À quoi sert l'allocation d'éducation de l'enfant handicapé (AEEH)
L'AEEH est une prestation familiale destinée à aider financièrement les parents qui assument l'éducation et les soins d'un enfant en situation de handicap. Elle compense une partie des frais supplémentaires liés au handicap : suivis médicaux et paramédicaux, transports, matériel adapté, ou encore la réduction d'activité professionnelle d'un parent. Versée sans condition de ressources, elle se compose d'une allocation de base et, selon la gravité du handicap, d'un complément. Cette aide est régie par les articles L. 541-1 et R. 541-1 à R. 541-10 du code de la sécurité sociale.
Le cadre légal et les conditions d'attribution
Pour ouvrir droit à l'AEEH, l'enfant doit avoir moins de 20 ans et être à la charge effective et permanente du demandeur. Le critère central est le taux d'incapacité, apprécié par la commission des droits et de l'autonomie des personnes handicapées (CDAPH) :
- un taux d'incapacité d'au moins 80 % ouvre droit à l'allocation ;
- un taux compris entre 50 % et 79 % y donne également droit si l'enfant fréquente un établissement ou service médico-social, ou bénéficie de soins ou d'une rééducation à domicile.

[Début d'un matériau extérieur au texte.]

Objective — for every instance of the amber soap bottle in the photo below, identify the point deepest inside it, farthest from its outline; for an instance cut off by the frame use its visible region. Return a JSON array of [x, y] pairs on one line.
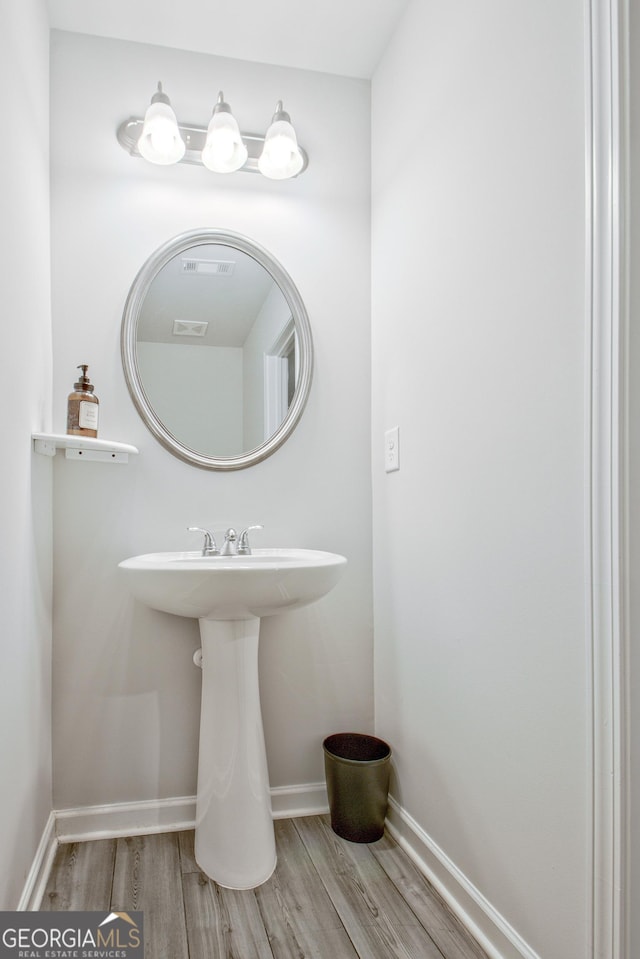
[[82, 407]]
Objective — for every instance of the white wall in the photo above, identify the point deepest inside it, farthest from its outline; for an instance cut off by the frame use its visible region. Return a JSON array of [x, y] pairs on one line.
[[126, 693], [25, 504], [478, 356], [634, 478]]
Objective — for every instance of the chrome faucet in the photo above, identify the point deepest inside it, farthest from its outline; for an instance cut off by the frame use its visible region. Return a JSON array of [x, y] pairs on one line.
[[209, 547], [244, 548], [237, 545], [230, 545]]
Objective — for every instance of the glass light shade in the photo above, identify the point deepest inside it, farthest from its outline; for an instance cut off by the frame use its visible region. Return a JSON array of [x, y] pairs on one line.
[[281, 157], [160, 141], [224, 150]]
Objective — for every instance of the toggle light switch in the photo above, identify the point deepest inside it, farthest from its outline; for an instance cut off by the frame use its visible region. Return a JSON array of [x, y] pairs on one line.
[[392, 450]]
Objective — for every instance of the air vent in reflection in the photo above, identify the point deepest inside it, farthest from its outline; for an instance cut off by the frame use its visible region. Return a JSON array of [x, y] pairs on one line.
[[189, 328], [208, 267]]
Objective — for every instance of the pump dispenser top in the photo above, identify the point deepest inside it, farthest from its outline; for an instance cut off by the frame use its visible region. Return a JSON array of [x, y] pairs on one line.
[[84, 382], [82, 407]]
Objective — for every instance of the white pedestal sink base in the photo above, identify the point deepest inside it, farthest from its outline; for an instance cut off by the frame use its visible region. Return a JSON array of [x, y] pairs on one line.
[[235, 842]]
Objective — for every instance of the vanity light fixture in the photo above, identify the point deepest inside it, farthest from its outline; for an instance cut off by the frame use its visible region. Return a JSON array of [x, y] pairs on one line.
[[281, 157], [220, 147], [224, 150], [160, 140]]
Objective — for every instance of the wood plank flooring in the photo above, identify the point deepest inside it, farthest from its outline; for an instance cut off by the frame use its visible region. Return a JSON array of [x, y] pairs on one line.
[[328, 899]]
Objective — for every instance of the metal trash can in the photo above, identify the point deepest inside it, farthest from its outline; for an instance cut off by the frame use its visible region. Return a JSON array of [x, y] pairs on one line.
[[357, 770]]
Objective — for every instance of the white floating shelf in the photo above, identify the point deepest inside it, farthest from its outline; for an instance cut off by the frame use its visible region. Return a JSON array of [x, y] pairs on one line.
[[82, 447]]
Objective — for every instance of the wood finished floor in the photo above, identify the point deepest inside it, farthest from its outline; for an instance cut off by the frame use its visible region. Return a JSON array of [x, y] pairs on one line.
[[328, 899]]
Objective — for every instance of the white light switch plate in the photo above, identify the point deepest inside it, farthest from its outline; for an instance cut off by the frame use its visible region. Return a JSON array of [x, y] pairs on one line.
[[392, 450]]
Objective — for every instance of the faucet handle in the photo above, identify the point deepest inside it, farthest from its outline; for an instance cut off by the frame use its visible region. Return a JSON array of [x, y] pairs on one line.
[[243, 542], [209, 547]]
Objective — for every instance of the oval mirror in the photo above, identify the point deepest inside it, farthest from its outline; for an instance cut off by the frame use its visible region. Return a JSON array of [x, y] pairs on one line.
[[216, 349]]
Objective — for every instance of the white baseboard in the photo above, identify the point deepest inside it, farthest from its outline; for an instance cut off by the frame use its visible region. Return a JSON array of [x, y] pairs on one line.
[[39, 873], [171, 815], [125, 819], [491, 930], [291, 802]]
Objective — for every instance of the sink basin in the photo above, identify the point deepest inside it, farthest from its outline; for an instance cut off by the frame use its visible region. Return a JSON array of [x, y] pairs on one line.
[[232, 587], [234, 841]]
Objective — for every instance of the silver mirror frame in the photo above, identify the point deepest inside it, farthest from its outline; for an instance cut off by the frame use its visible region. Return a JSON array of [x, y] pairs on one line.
[[131, 315]]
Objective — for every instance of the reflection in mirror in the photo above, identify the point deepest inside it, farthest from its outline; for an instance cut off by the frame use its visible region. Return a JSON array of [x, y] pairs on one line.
[[217, 350]]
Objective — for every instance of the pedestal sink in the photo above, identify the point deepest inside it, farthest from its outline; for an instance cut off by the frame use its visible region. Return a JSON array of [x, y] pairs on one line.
[[235, 842]]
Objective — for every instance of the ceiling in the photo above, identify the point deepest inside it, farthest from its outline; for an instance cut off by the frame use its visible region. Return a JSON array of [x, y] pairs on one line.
[[345, 37]]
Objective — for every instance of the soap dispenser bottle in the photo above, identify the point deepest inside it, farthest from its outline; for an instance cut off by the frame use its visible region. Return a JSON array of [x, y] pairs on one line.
[[82, 407]]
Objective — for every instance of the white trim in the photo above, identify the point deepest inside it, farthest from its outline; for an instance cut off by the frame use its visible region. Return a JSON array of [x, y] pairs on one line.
[[490, 929], [604, 471], [291, 802], [125, 819], [173, 815], [39, 873]]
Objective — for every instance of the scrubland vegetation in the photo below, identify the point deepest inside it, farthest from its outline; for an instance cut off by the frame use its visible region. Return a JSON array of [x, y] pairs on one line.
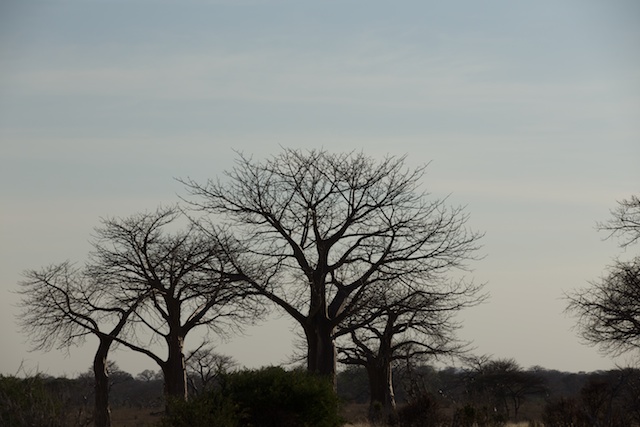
[[371, 268], [500, 394]]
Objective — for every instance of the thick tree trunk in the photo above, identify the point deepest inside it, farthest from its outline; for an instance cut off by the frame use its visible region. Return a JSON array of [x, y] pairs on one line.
[[321, 349], [175, 376], [102, 412], [382, 404]]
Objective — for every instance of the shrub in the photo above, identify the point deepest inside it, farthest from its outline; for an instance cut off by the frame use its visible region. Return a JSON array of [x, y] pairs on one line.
[[210, 409], [269, 397], [275, 397], [27, 402]]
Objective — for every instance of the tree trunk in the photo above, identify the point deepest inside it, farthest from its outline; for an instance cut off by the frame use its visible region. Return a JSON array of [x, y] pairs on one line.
[[175, 376], [382, 403], [321, 349], [102, 412]]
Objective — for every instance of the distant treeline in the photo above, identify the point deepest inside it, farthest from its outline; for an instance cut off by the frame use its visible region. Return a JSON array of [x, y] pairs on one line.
[[494, 394]]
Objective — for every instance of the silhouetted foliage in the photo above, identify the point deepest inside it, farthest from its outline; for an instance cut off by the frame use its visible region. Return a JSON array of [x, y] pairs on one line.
[[209, 409], [269, 397], [425, 411], [608, 312]]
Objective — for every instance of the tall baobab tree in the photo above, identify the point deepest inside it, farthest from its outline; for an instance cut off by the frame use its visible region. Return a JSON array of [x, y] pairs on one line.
[[399, 323], [323, 228]]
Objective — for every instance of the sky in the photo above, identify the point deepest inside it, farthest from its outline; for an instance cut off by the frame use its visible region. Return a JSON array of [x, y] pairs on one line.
[[528, 114]]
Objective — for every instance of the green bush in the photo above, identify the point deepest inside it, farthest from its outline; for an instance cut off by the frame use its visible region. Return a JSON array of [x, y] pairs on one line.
[[27, 402], [425, 411], [210, 409], [268, 397]]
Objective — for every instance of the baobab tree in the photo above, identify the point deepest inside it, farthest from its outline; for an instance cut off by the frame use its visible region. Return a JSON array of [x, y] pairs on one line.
[[62, 305], [183, 273], [401, 322], [322, 228]]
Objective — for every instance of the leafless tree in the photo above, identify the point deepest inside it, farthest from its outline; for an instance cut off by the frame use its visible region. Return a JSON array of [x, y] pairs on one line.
[[62, 305], [205, 366], [625, 221], [182, 272], [323, 228], [402, 322], [147, 281], [608, 311]]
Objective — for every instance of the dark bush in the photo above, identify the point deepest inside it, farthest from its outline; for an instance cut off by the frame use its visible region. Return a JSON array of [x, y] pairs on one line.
[[210, 409], [424, 411], [275, 397], [269, 397]]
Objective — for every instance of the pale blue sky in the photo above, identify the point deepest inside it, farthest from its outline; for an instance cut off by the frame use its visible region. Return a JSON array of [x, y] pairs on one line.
[[529, 112]]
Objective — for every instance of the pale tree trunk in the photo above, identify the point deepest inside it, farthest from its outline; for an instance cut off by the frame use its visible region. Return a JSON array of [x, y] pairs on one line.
[[382, 403], [102, 412], [321, 349], [175, 376]]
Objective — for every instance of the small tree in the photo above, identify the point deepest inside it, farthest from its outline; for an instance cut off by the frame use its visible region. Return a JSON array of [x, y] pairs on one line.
[[205, 367], [403, 322], [608, 311], [62, 305], [183, 275], [323, 228]]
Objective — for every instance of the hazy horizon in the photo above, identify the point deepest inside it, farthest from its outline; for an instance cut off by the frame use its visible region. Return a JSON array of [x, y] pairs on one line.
[[527, 113]]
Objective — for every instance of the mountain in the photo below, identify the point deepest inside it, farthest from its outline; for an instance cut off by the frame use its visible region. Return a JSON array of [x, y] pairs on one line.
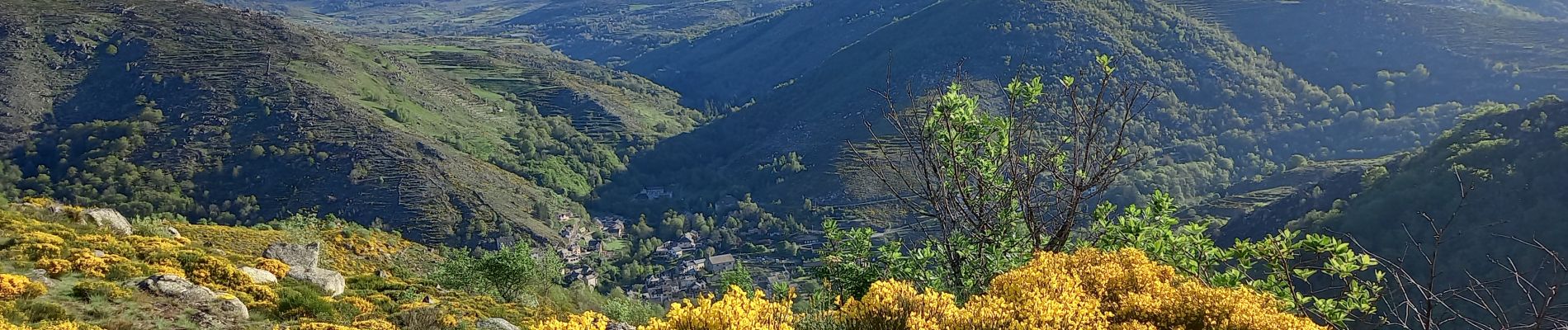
[[235, 116], [1230, 113], [1510, 162], [160, 272], [599, 30], [775, 49], [1409, 54]]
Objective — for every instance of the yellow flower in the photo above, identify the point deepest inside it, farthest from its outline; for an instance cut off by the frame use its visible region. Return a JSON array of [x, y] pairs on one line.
[[736, 310], [19, 286], [585, 321], [52, 266], [69, 326], [1081, 290], [374, 324]]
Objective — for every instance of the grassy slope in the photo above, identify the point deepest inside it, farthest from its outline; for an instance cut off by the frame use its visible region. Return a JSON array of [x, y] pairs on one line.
[[1512, 158], [355, 251], [599, 30], [1372, 49], [229, 83], [1223, 92]]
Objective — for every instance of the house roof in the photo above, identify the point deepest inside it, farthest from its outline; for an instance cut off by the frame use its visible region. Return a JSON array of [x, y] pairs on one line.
[[721, 258]]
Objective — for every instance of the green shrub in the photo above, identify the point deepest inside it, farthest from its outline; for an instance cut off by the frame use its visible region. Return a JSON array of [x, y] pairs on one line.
[[41, 312], [631, 310]]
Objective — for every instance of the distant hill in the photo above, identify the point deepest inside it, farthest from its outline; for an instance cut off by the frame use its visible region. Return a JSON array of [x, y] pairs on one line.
[[1407, 54], [167, 274], [234, 116], [599, 30], [1231, 111], [1510, 155]]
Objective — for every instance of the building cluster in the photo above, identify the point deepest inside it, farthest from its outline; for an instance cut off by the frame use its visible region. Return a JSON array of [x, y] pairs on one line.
[[580, 244], [690, 272]]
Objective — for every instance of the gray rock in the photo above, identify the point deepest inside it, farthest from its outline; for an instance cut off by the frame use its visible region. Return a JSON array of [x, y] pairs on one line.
[[165, 285], [496, 324], [109, 219], [259, 276], [295, 255], [231, 309], [328, 280], [212, 307]]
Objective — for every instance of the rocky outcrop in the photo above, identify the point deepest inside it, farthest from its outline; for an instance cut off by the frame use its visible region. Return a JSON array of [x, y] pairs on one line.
[[109, 219], [496, 324], [257, 276], [305, 265], [212, 309], [331, 282]]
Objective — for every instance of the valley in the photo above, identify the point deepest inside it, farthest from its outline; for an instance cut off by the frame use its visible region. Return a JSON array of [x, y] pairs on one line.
[[676, 149]]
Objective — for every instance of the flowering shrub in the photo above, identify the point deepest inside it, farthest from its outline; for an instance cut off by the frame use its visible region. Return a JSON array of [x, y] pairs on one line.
[[69, 326], [52, 266], [36, 246], [367, 324], [19, 286], [92, 265], [585, 321], [736, 310], [1081, 290]]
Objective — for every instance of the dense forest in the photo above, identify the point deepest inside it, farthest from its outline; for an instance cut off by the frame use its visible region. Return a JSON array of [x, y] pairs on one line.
[[782, 165]]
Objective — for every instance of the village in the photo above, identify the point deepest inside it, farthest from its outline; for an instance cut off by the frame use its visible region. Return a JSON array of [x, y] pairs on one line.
[[687, 268]]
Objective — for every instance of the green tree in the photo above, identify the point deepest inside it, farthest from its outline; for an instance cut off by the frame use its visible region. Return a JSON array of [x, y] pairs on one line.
[[1004, 183], [736, 277], [1315, 274], [508, 274]]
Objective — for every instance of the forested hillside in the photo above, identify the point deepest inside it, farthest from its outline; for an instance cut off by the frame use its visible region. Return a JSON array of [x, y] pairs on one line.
[[599, 30], [1230, 111], [1495, 179], [1407, 54], [231, 116]]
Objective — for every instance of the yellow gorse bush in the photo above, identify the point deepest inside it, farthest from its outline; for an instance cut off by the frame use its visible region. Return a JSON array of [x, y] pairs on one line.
[[19, 286], [1081, 290], [585, 321], [736, 310], [374, 324]]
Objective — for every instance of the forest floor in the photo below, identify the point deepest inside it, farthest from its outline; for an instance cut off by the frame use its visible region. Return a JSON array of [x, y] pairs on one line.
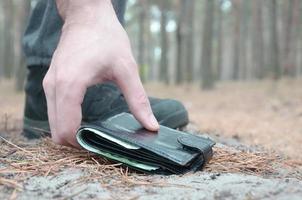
[[257, 127]]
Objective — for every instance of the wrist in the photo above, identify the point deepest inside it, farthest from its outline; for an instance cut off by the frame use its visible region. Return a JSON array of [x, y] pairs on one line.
[[82, 10]]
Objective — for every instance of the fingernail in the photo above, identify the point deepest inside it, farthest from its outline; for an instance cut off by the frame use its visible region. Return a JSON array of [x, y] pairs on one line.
[[154, 122]]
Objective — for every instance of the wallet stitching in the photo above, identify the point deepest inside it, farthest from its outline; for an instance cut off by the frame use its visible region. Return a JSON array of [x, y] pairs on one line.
[[190, 157]]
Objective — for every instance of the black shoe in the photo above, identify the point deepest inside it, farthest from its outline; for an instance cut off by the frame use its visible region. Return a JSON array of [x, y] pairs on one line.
[[100, 102]]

L'enfant ne doit pas être placé en internat avec prise en charge intégrale des frais par l'assurance maladie, l'État ou l'aide sociale, sauf pour les périodes de retour au foyer. Au 1er avril 2026, le montant mensuel de l'allocation de base s'élève à 151,80 €, revalorisé chaque année.
Les compléments d'AEEH
Six catégories de compléments existent, attribuées selon le coût du handicap, le recours à une tierce personne et la réduction ou la cessation d'activité d'un parent. Leur montant est croissant de la 1re à la 6e catégorie. La CDAPH détermine la catégorie au regard des justificatifs fournis : il est donc essentiel de documenter précisément les dépenses et l'accompagnement nécessaire.
La procédure de demande
La demande se dépose auprès de la maison départementale des personnes handicapées (MDPH) du lieu de résidence de l'enfant. Le dossier repose sur deux documents indispensables :
- le formulaire unique Cerfa n° 15692*01, qui sert à toutes les demandes adressées à la MDPH (première demande, renouvellement, révision) ;
- le certificat médical Cerfa n° 15695*01, rempli par le médecin et daté de moins de six mois.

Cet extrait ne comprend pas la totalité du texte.